Some scientific men suppose they find in this second verse, not water, but the gaseous matter which ultimately became water and solid earth. This construction originates in a theory in regard to the primal form in which the matter of our world came from the Creator’s hand, which theory may or may not be true, but if true is too remote from the common mind and too foreign from the scope of divine revelation to allow us to suppose that God would refer to it in his revelation.——Carrying out this scientific theory,some have held[7] that not only the “waters” of v. 2 but those of vs. 6, 7, were gases, not waters. The fatal objections to this theory are—that these “waters” are the same which in vs. 9, 10, are “gathered into one place” and “called seas;” also that the common people for several thousandyears could not have understood Moses if he had spoken of gases—certainly could not have understood their common word for waters to mean gases.——It is not well to strain and force this simple narrative to speak so scientifically as to be unintelligible to those for whom it was primarily written.——The first state of created matter may have been gaseous. The record in Genesis has said nothing to forbid this. It certainly could not come within its province to teach it. Suffice it that time enough may be found between verses 1 and 2 for a portion of this gaseous matter to form water—not to say also to form the more solid portions of this globe.
The connection of v. 2 with v. 1 is such that an indefinitely long period may have intervened. The first verb of v. 2 implies no close connection with v. 1. But in v. 3 the form of the first verb—“And then God said”—does make a close historical connection with v. 2.
6. The work of the fourth day. Were the light-bearers (“lights” in the sense of luminaries) in the heavens, viz. the sun, moon, and stars also, “made,” created, on this day, or simply brought forth to the view of a supposed observer upon the earth?——The latter theory that they were not first brought into being then, but only brought into view from the earth—seems to me most probable, because—(1.) To suppose them created then would be out of all proportion for one day’s work among the six. Throughout the other five days’ work a beautiful proportion obtains: it should therefore be expected in this.——If it be said that this consideration draws its great strength from our astronomical knowledge of those heavenly bodies—much more enlarged than those of the age of Moses, I answer (a.) Moses, “learned in all the wisdom of the Egyptians,” was not altogether a novice in astronomy—(b.) Modern astronomy is essentially true, not overrating the relative magnitude of the heavenly bodies; and this record in Genesis comes from one who knew all the truth.
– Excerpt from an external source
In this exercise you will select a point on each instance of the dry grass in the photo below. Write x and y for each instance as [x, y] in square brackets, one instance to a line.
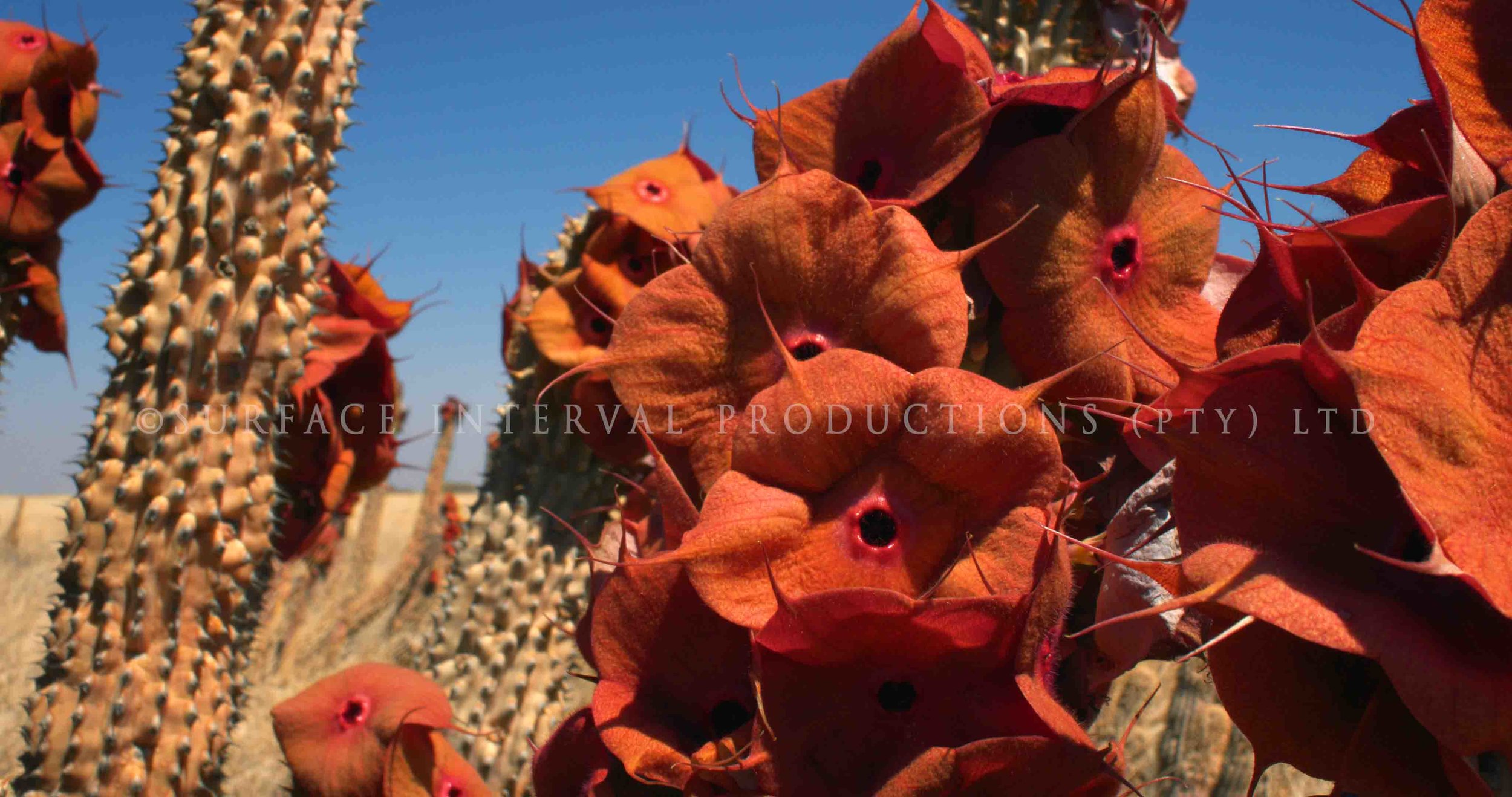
[313, 639]
[351, 614]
(2.) If these verses be understood to speak of their original creation, it would seem to be out of place here between the creation of vegetables (third day) and of the earliest born animals (the fifth). But in the sense of bringing these heavenly bodies to view and the suninto its normal action upon vegetables and upon animal comfort, it is precisely in place.
(3.) According to the interpretation given to v. 1 (above) the matter composing these heavenly bodies was brought into existence “in the beginning” when “God created the heavens” as well as “the earth” and before the six days’ work began. If so, then the intervening processes of modification must naturally have been going on from that time until this fourth day.